GeoPark (GPRK) announced the execution of an offtake and prepayment agreement with Vitol, one of the world’s leading energy and commodity companies. The offtake agreement provides for GeoPark to sell and deliver to Vitol a minimum of 20,000 barrels of oil per day of production from the Llanos 34 Block, which is GeoPark operated with a 45% working interest. The offtake agreement will start on July 1, 2024, for a minimum of 20 months and up to 36 months. As part of this transaction, GeoPark will obtain immediate access to committed funding from Vitol for up to $300 million, with an option to increase by another $200 million for a total of $500 million, in prepaid future oil sales over the period of the offtake contract. Funds committed by Vitol will be made available until June 30, 2025. Amounts drawn on this prepayment facility can be repaid through future oil deliveries or prepaid at any time without penalty. The improved commercial performance and access to competitive and flexible financing secured by this transaction is said to provide GeoPark with immediate value and optionality for future growth.

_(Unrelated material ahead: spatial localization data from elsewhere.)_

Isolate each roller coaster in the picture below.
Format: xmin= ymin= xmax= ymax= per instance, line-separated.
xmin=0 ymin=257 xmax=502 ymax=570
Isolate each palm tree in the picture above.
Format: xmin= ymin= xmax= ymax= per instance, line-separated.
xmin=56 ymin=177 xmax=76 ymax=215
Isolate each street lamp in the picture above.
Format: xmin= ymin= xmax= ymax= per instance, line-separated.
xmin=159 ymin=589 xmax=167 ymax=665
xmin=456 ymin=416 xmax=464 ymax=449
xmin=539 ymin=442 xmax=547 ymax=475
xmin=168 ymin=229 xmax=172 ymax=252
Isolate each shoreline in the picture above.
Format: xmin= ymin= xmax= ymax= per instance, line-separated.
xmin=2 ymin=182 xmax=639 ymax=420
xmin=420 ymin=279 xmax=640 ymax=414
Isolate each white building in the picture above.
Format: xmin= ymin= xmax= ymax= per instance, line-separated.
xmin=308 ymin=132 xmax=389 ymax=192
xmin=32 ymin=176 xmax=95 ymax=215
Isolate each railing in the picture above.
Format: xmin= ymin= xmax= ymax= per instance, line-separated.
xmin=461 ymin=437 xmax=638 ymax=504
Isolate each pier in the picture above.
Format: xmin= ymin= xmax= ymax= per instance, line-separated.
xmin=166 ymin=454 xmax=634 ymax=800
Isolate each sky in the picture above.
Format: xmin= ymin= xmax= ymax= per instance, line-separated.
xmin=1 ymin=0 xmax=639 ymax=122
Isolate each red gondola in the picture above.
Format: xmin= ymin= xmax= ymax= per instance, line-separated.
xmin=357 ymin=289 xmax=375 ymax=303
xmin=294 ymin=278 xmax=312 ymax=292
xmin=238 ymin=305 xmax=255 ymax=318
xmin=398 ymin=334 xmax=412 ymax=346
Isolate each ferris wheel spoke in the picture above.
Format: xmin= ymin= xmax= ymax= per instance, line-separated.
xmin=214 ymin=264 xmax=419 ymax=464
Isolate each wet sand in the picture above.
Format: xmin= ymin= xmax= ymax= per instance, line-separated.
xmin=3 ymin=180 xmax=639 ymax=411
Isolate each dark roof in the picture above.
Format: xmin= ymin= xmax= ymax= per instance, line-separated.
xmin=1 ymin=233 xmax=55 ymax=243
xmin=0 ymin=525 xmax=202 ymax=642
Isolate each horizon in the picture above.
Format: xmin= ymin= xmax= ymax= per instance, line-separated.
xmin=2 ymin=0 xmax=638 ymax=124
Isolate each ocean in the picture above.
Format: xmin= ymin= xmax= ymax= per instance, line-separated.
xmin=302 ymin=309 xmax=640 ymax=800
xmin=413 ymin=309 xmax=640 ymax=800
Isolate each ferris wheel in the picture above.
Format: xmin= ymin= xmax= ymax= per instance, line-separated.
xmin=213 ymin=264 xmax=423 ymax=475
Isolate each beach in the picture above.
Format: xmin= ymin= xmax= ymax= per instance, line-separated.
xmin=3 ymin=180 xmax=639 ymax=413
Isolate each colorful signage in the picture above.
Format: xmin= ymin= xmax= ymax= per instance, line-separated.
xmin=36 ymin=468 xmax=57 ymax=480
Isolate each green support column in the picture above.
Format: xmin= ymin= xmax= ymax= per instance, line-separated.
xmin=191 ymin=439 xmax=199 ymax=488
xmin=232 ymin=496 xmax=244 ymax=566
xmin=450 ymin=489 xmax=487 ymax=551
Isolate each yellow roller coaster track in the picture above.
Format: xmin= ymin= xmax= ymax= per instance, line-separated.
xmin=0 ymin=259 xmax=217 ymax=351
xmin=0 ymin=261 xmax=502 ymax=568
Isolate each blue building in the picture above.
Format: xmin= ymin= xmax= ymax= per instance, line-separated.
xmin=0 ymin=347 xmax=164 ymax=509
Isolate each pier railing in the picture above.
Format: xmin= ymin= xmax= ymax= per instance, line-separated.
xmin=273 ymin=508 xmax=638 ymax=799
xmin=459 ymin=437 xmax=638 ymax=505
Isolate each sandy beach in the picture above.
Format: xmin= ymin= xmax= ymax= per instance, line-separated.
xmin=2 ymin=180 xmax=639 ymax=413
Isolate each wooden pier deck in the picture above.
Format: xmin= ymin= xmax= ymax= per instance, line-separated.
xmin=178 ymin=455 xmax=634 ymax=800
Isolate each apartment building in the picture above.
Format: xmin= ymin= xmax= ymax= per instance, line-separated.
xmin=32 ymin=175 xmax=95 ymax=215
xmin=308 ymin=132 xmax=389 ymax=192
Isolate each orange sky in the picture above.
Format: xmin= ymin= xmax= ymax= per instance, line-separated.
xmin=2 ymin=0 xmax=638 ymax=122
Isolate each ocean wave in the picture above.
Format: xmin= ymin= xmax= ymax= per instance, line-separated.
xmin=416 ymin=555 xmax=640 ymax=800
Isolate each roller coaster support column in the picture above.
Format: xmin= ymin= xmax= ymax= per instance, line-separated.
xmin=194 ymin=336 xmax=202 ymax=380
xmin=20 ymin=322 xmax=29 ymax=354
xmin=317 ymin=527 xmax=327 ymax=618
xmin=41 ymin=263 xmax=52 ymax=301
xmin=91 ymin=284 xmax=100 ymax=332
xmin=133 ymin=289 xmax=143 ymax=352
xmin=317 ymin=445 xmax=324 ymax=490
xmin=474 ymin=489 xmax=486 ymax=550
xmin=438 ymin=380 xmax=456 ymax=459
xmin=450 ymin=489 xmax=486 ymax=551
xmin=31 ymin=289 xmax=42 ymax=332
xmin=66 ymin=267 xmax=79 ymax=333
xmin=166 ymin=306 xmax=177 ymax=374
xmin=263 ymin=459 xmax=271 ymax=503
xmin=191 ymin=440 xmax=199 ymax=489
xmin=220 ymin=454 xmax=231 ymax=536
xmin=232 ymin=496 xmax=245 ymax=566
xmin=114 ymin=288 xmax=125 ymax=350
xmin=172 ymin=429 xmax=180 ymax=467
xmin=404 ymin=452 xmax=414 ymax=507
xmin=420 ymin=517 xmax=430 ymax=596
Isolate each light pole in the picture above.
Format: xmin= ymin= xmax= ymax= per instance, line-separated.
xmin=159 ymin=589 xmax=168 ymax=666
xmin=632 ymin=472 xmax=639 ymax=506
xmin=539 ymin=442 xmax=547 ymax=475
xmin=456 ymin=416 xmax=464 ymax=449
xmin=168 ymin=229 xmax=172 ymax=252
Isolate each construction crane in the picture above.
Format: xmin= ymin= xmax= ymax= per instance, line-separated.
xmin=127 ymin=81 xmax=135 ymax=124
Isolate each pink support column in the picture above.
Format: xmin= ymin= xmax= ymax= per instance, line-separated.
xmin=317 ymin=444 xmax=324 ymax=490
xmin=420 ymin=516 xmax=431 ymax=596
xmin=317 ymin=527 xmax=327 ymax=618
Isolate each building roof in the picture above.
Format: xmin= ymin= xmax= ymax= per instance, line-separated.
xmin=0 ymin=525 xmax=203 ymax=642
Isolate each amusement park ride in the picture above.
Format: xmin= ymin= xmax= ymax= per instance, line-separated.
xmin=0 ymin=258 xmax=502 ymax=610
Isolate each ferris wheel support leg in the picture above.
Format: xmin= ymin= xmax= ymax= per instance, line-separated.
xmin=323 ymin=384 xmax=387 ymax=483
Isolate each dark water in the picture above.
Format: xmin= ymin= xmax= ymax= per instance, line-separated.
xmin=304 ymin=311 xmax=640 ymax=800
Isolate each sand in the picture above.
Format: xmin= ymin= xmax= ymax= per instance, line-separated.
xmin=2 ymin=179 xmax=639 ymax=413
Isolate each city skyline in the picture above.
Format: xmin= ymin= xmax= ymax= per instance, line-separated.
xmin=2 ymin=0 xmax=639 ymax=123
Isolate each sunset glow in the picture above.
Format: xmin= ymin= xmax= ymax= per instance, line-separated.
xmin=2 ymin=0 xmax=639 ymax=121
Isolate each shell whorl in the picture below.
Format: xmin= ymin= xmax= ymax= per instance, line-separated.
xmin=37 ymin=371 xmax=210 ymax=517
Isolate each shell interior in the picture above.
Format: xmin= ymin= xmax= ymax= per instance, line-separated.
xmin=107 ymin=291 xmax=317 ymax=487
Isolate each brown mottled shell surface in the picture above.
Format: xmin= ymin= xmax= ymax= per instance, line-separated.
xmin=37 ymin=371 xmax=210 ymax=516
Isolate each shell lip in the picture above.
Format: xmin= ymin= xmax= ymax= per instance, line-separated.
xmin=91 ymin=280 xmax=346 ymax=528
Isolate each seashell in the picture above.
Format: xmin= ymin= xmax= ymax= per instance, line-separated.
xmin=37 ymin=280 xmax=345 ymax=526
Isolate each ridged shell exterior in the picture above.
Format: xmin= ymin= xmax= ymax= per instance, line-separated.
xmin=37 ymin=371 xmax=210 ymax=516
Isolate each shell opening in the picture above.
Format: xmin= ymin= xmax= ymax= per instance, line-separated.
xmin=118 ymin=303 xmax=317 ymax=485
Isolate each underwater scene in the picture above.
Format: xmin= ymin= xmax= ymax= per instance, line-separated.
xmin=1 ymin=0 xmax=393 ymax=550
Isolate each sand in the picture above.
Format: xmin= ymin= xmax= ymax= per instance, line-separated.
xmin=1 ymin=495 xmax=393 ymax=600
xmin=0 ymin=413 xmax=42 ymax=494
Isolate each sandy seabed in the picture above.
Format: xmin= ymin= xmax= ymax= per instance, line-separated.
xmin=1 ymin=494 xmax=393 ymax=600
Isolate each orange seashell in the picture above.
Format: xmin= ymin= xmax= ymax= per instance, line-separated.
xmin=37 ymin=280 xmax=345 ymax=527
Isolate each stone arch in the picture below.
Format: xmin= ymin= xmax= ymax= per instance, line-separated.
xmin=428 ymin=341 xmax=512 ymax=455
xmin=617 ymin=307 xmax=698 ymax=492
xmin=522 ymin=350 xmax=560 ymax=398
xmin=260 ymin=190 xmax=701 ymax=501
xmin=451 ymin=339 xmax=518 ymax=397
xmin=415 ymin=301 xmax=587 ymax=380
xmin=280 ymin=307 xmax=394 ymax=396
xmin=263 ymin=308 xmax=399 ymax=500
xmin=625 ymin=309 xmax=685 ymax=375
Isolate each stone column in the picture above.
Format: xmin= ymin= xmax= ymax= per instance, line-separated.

88 Energy (88E.AX EEENF 88E.L) announced that the 2D seismic acquisition program for Petroleum Exploration Licence 93, Namibia, has been awarded to Polaris Natural Resources Development. The seismic program has already been paid for by 88 Energy as part of the farm-in agreement with Monitor Exploration (Namibia) to earn its initial 20% working interest in PEL 93. The program is to acquire a minimum of ~200-line km of 2D seismic, with data acquisition to commence mid-2024. Data will be used to validate 10 independent structural closures identified from airborne geophysical methods (and part existing 2D seismic), in pursuit of a maiden prospective resource declaration. PEL 93 is a 18,500km2 onshore acreage position comprising blocks 1717 and 1817 in the Owambo Basin, Namibia and 88 Energy can earn up to a 45% non-operated interest via the farm-in. There is considerable potential for more leads to be identified as the dataset is expanded. Fast-tracking of drilling with the first potential exploration well as early as 2H 2025 is targeted. A nearby operator is drilling 3 to 4 wells in the Owambo basin and is expected to spud the first well in mid-2024. This is said to represent a significant catalyst for understanding of the onshore resource potential in Namibia, which already holds a ready path to market.